Oregon is beginning testing wave energy as a potential renewable energy resource. Northwest Energy Innovations has installed a wave energy device off the coast of Newport, Oregon known as Wave Energy Technology-New Zealand (WET-NZ). The technology has been deployed at the Northwest National Marine Renewable Energy Center’s (NNMREC) open ocean test facility.

“This is a huge milestone for the WET-NZ technology, for Oregon, and for the wave energy industry as a whole,” said NWEI Program Manager Justin Klure. “We are excited to have the opportunity to lead the deployment of the WET-NZ device off Oregon’s coast with the support of NNMREC, our funding partners and a host of marine professionals.”

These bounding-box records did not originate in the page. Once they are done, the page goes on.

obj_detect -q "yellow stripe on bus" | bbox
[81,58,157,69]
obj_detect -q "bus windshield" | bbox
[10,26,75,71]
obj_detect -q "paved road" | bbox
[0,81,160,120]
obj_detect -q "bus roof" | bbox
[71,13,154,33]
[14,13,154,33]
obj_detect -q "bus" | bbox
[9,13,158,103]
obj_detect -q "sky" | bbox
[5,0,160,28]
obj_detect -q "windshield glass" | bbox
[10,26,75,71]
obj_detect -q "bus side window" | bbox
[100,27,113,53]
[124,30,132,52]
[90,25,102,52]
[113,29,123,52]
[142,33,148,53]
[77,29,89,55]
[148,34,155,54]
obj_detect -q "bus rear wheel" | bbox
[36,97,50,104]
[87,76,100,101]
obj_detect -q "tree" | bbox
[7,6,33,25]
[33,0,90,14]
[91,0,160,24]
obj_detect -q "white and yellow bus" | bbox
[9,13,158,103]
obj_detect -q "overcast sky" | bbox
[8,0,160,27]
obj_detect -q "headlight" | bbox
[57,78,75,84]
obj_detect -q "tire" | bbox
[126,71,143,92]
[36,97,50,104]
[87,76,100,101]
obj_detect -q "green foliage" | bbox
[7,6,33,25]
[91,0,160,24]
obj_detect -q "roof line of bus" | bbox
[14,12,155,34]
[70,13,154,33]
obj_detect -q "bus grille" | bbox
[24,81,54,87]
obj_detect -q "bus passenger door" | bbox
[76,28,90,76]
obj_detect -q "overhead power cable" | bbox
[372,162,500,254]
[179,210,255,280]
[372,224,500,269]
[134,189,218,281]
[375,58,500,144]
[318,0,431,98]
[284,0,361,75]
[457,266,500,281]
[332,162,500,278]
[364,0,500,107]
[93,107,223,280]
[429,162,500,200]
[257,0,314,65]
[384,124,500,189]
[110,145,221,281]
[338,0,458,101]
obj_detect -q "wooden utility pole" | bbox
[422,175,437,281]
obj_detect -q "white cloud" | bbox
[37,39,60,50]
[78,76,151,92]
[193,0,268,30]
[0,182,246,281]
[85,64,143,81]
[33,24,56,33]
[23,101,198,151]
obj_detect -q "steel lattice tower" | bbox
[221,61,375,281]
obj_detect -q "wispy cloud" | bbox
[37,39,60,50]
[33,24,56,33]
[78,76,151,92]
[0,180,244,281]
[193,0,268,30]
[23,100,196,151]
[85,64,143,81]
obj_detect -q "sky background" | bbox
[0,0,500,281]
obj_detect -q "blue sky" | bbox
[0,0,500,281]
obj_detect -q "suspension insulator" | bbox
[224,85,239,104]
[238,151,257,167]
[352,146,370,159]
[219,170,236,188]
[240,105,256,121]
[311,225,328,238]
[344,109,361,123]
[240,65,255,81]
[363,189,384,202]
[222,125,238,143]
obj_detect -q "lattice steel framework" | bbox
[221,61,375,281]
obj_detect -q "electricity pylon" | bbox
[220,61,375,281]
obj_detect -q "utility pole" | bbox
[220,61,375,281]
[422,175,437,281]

The WET-NZ is a multi-mode waver energy converter and maximizes energy capture by harnessing power from the heave, pitch and surge motions of passing waves. From there, the power generated is transmitted through an underwater cable to the test center’s Ocean Sentinel, the instrumentation buoy that dissipates the electricity and records power performance data.

Oregon Wave Energy Trust (OWET) Executive Director Jason Busch said of the project, “OWET’s mission is to responsibly develop the ocean energy industry in Oregon, and helping NWEI get the WET-NZ in the water is a major step towards achieving that goal. In-ocean testing will move the technology towards commercialization and lead to a better understanding of technology performance and impacts in real-world conditions. This is a major accomplishment for NWEI, NNMREC and Oregon.”

The technology is the product of a research consortium between Industrial Research Limited, a Crown Research Institute, and Power Projects Limited, a Wellington-based private company.  The deployment portion of the project is supported by the U.S. Department of Energy and OWET.